Stop me if you’ve heard this one before: Florida man gets divorced, writes sludge-metal record. OK, so maybe that headline didn’t make the news. While divorce and separation have inspired countless classic country cuts, I think this second effort from Florida outfit Ether might be a first—the only sludge album dealing with marital breakdown. And yet, it makes perfect sense, since sludge is a medium mostly dedicated to personal pain and suffering. (Just listen to pretty much every song Kirk Windstein has ever written; hell, Eyehategod’s debut was called In the Name of Suffering!) And man, this record gets pretty bleak. “Inextricably Bound by the Absence of a Ring Finger” is my early pick for feel-good hit of the summer! 😉
After a disturbingly distorted intro kicks things off, mixing an old sad jazz song with a swath of guitar effects, “For Every Nail, a Noose” brings the sorrow right from the get-go with an opening breakdown that would bring a tear to ol’ Kirk’s eye. But this isn’t just eight minutes of Crowbar worship—around the 1:30 mark, a deeper goth-metal vocal (think Peter Steele) kicks in as the track takes a turn that’s equally melodic and melancholic. They wallow in the mire for a while, before getting back to the breakdowns around the midway mark, even more gut-wrenching than before. I think they even name-drop “Time Heals Nothing” in the lyrics. And they even throw in an old violin just past six minutes in, signalling a shift back toward goth-doom territory. Holy fuck!!!
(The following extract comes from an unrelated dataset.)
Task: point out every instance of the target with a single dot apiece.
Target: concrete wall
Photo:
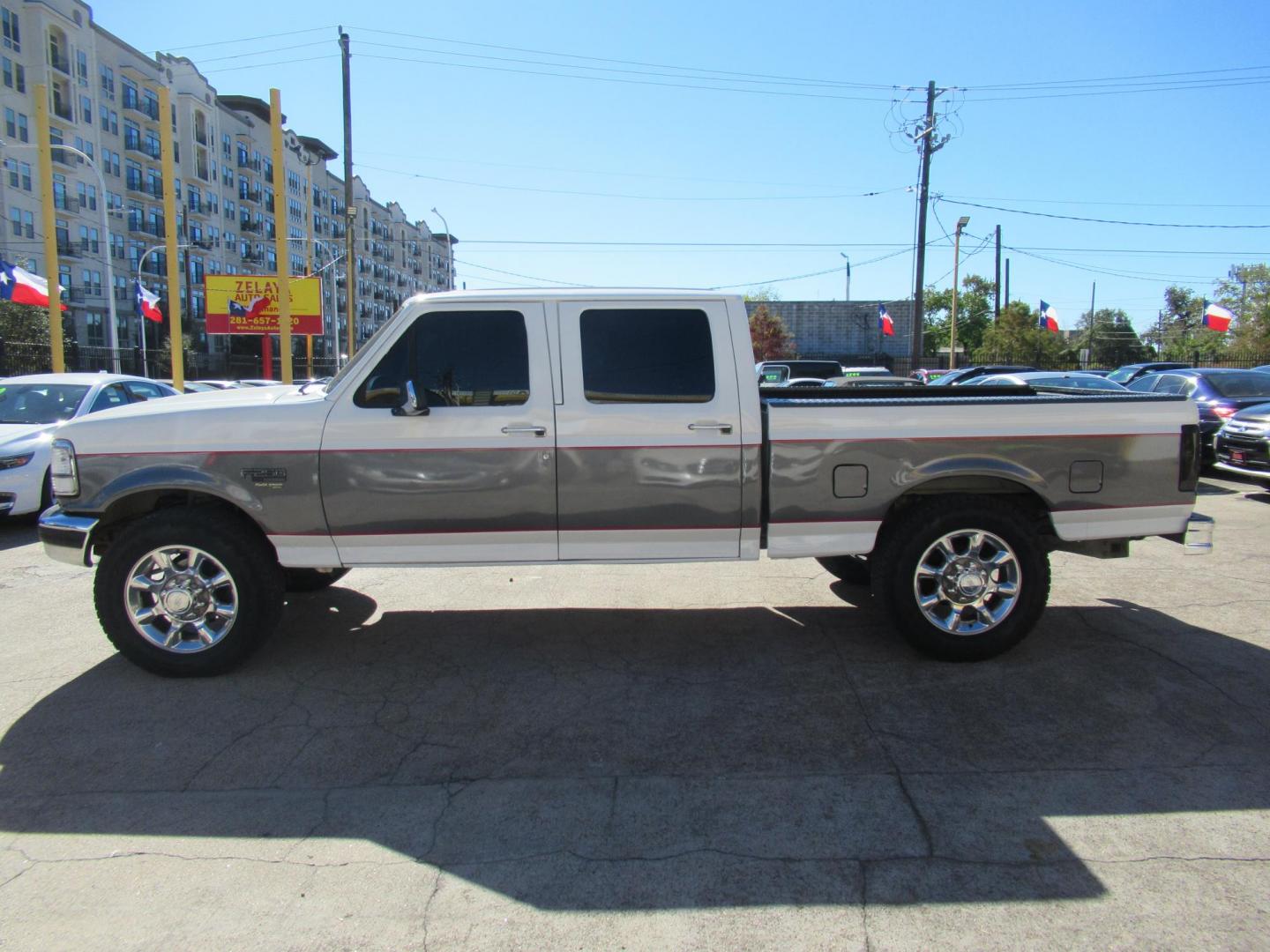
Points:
(837, 329)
“We Are the Empty Vessel Where Life Used to Be” is much shorter and more direct, with more Crowbar-style breakdowns and angry EHG vocals, this tune bordering on the death doom of Coffins or Winter, with the occasional guttural vocal thrown in for good measure. But that’s not to say it’s not without its own Pete Steele goth stylings, with an especially effective sorrowful passage kicking in around two minutes in. I’m not sure how one cognitively combines Crowbar and Type O Negative, but the results are simply stunning.
The aforementioned “Inextricably Bound” takes a different tack, with rugged acoustic guitar backing the deep-voiced mournful cries. They even throw in some flamenco-style licks, which are oddly effective, and more of that sad violin, too. You can practically taste the pain!
“No Gods, All Masters” is about the furthest thing from Discharge, as it leans heavily toward the gothic side of doom, complete with a poignant violin solo, before hitting you with a full-on death/doom assault right at the three-minute mark, albeit briefly, as a change of pace, before getting back into Crowbar territory with some crunchy sludge breakdowns. You’re never quite sure what to expect from one minute to the next—and within a somewhat stagnant subgenre, that’s certainly a good thing!
They take a turn toward more traditional doom with the 11-minute “Coke Rope,” delivered in the style of Warning or Pallbearer, albeit with tortured death-metal vocals (which don’t work as well here as the Peter Steele impression would have IMO). But there are still some shades of their other songs—a death-metal-style drumbeat here, a NOLA-style breakdown there. They seem to find the right vocal balance on the almost-as-lengthy “Ava Maria of the Lice, of the Snakes, of the Worms,” before “Fleas of a Rat” ends things on more of a NOLA note à la Crowbar, mixed with their own blend of gothic doom.
Fifty-five minutes, and hardly a dull moment—there is nothing left for me to say. A strong contender for album of the year, right here!